“In my experience chemistry comes after winning, rather than the other way around,” said Dodger manager Joe Torre May 3, only days before the news of Manny Ramirez’s 50-game suspension would shock the world of baseball. He was referring to the camaraderie felt among players on a ball club.

At the time, the Dodgers were riding high with the best record in baseball and an undefeated status at home. Since then, however, the subject of chemistry has taken on a whole other meaning.

Upon learning that Ramirez tested positive for a performance-enhancing drug Dodger fans across California were shook to their core. Some were angry, some were saddened. Some felt bitter resentment towards Ramirez, while others were overcome with compassion and concern. And some felt all these emotions at once.

Ramirez is a superstar unlike any other precisely because he doesn’t fit the mold. Whereas baseball fans generally demand players to pour their hearts into every play and every bat, Ramirez plays the game with an uncommon cool.

On the field, this attitude has been his Achilles’ heel, but at the plate with his relaxed and balanced stance, he is a wizard, hitting with astounding consistency. The long dreadlocks and the stories of his “misbehavior” back in Boston all played into the archetype of the rebel, the nonconformist.

Love him or hate him you can’t deny the man has stage presence. From the day he arrived in Los Angeles he has been a focal point for fans, reporters and the entire Dodger organization, which devoted a good part of their advertising campaign to the concept of “Mannywood.”

Long suffering Dodger fans looked to him like some kind of savior and even his teammates expressed starstruck “awe.” One can only imagine the pressure Ramirez was under to make good on the hopes and dreams of so many around him, an urgency to win at all costs.

Now we are shocked and dismayed, outraged and betrayed, yet there are things we may forget. Ramirez is human like the rest of us, just as capable as blowing it as any one of us. We can forgive him.

But before we do we must ask one more thing of him. He must come clean.

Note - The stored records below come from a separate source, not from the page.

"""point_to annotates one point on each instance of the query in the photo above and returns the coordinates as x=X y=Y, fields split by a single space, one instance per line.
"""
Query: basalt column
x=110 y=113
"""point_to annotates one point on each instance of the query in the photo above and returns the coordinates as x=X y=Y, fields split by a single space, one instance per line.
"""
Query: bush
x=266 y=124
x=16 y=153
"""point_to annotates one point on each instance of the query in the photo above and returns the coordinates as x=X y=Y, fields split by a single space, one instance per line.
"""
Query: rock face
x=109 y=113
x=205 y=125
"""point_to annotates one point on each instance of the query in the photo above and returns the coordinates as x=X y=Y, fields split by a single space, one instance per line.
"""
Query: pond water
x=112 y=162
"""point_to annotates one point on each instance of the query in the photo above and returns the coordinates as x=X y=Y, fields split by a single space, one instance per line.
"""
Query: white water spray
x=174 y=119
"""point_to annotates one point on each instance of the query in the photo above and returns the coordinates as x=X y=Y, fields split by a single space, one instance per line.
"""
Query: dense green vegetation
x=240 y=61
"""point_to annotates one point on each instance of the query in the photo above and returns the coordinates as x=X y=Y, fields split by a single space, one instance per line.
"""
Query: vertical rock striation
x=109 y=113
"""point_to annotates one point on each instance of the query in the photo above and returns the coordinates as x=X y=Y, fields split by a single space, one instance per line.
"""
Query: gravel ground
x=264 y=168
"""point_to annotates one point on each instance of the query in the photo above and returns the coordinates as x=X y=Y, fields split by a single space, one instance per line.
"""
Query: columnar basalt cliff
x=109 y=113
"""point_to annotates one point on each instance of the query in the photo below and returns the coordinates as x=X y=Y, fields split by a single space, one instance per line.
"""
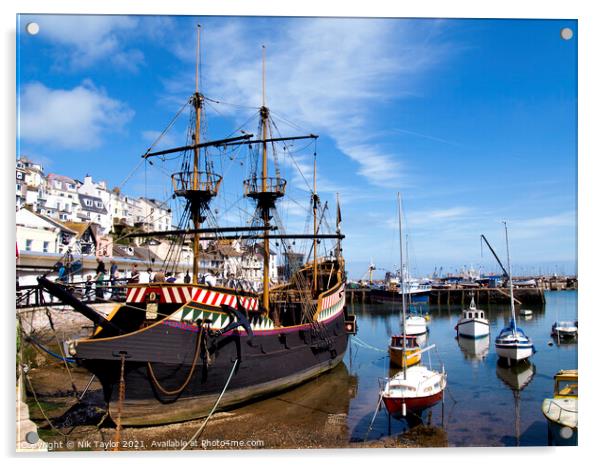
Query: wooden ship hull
x=165 y=380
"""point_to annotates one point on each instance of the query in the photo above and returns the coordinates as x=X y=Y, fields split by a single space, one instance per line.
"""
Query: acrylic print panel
x=208 y=242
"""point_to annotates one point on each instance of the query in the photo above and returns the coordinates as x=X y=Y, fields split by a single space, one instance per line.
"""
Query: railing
x=273 y=185
x=206 y=181
x=29 y=296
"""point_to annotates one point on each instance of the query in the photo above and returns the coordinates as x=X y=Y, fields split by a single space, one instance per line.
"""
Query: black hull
x=269 y=362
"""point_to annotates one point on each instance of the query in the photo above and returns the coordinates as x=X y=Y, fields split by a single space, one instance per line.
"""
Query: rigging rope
x=200 y=430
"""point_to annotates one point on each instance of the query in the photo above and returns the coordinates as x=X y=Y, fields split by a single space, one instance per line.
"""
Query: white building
x=37 y=233
x=58 y=198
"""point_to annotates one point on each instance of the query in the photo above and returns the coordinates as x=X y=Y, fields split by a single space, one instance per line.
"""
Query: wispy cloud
x=69 y=118
x=330 y=75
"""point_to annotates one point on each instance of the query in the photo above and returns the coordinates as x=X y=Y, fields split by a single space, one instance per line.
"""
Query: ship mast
x=264 y=188
x=315 y=211
x=197 y=102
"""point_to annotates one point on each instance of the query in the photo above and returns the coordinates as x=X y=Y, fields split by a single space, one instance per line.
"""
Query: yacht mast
x=197 y=102
x=510 y=280
x=264 y=188
x=315 y=212
x=401 y=285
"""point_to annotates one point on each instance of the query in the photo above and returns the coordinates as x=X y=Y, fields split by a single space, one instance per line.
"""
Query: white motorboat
x=474 y=349
x=565 y=329
x=512 y=344
x=473 y=323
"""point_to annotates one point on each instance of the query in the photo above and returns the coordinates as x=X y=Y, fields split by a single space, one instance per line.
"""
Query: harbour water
x=486 y=404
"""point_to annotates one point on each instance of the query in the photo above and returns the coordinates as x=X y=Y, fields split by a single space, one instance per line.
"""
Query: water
x=486 y=404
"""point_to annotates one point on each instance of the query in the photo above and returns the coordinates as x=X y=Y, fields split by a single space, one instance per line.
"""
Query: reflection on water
x=474 y=349
x=486 y=404
x=516 y=377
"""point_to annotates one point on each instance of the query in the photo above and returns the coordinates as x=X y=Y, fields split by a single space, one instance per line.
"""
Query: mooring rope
x=117 y=438
x=361 y=343
x=200 y=430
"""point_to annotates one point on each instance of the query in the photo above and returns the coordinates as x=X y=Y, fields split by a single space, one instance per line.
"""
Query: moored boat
x=416 y=388
x=398 y=351
x=512 y=344
x=561 y=411
x=167 y=353
x=473 y=323
x=565 y=329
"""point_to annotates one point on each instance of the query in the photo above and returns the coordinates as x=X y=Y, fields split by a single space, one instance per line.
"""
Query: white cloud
x=69 y=118
x=329 y=75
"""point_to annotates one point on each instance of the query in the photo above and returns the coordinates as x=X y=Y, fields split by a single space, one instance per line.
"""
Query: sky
x=474 y=122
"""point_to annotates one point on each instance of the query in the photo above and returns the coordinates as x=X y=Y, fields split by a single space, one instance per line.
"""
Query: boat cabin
x=566 y=384
x=397 y=341
x=474 y=314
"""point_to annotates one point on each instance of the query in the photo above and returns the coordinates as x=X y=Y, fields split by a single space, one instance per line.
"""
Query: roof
x=80 y=228
x=136 y=252
x=57 y=177
x=92 y=208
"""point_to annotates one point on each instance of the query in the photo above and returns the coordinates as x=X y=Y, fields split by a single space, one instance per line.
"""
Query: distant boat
x=416 y=388
x=473 y=323
x=512 y=343
x=397 y=350
x=562 y=330
x=475 y=349
x=561 y=410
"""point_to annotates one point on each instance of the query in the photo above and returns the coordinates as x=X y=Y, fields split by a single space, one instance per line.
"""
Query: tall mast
x=264 y=188
x=401 y=284
x=315 y=210
x=510 y=280
x=197 y=102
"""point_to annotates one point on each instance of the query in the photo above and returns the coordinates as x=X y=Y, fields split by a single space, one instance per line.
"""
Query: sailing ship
x=512 y=343
x=416 y=388
x=473 y=323
x=167 y=353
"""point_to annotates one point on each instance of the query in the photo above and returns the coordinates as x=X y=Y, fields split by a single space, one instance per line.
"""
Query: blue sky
x=473 y=121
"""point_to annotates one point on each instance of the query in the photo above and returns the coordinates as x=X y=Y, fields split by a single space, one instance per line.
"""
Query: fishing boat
x=178 y=351
x=564 y=330
x=398 y=350
x=512 y=344
x=473 y=323
x=416 y=388
x=474 y=349
x=561 y=410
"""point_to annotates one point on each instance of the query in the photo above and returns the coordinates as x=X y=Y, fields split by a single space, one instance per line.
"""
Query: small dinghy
x=561 y=410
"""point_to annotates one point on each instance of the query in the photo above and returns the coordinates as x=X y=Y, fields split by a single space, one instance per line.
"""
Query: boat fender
x=238 y=320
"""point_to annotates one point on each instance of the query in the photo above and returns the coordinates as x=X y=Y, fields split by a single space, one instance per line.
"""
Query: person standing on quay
x=100 y=277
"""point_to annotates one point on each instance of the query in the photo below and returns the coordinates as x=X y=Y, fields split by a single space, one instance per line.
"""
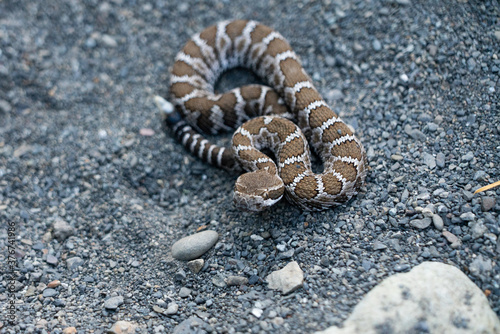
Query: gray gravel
x=81 y=142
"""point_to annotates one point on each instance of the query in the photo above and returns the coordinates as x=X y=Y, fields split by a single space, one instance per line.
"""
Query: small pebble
x=50 y=293
x=184 y=292
x=123 y=327
x=438 y=222
x=287 y=280
x=54 y=284
x=194 y=246
x=467 y=216
x=421 y=223
x=61 y=230
x=487 y=203
x=236 y=280
x=113 y=303
x=196 y=265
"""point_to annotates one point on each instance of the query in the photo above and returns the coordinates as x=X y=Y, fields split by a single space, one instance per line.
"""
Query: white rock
x=123 y=327
x=434 y=296
x=194 y=246
x=61 y=230
x=196 y=265
x=287 y=280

To wear the Dodger white with any pride he must overcome his own pride. If he squares with the public about what he did and when, he can redeem himself yet. Nothing else will quite satisfy.

We will not be charmed by a cool attitude. There will be no good-natured jokes about Manny being Manny. We want the truth. It means a lot to us.

The Dodgers and their fans take pride in their organization as a class act. This is the team of Sandy Koufax, Jackie Robinson and Vin Scully, icons of professional dignity.

Ramirez has the opportunity to do what Barry Bonds and Roger Clemens couldn’t do: Apologize completely and tell us the truth. It would be bigger and greater than any home run he could ever hit. We are still rooting for him.

“We all make mistakes,” said owner Frank McCourt May 10 in an informal conversation with press. “It’s how we handle ourselves, how we try to make amends which makes the difference.”

McCourt went on: “The Dodgers are bigger than any one player, any one individual, myself included.”

It is well to point out that the other 24 Dodgers on the active roster comprise a pretty formidable group of ball players. If shaken by the news, they have regrouped and refocused as witnessed in the May 8-10 series against the second place Giants, when the Dodgers played three good games, while winning only one. Starting pitchers Chad Billingsley, Eric Stults and Jeff Weaver each put in solid performances with Stults throwing the Dodgers’ first complete game shutout of the season.

Veteran Juan Pierre has taken over responsibilities in left field and has done an outstanding job so far both defensively and offensively. He is hitting over .400 and has snagged flies Ramirez couldn’t dream of catching.

Known as the “hardest working guy” on the team, Pierre brings a quiet intensity along with two of the quickest feet in the game. There is a certain justice that the Manny debacle should give Pierre the well-deserved chance to be a starter.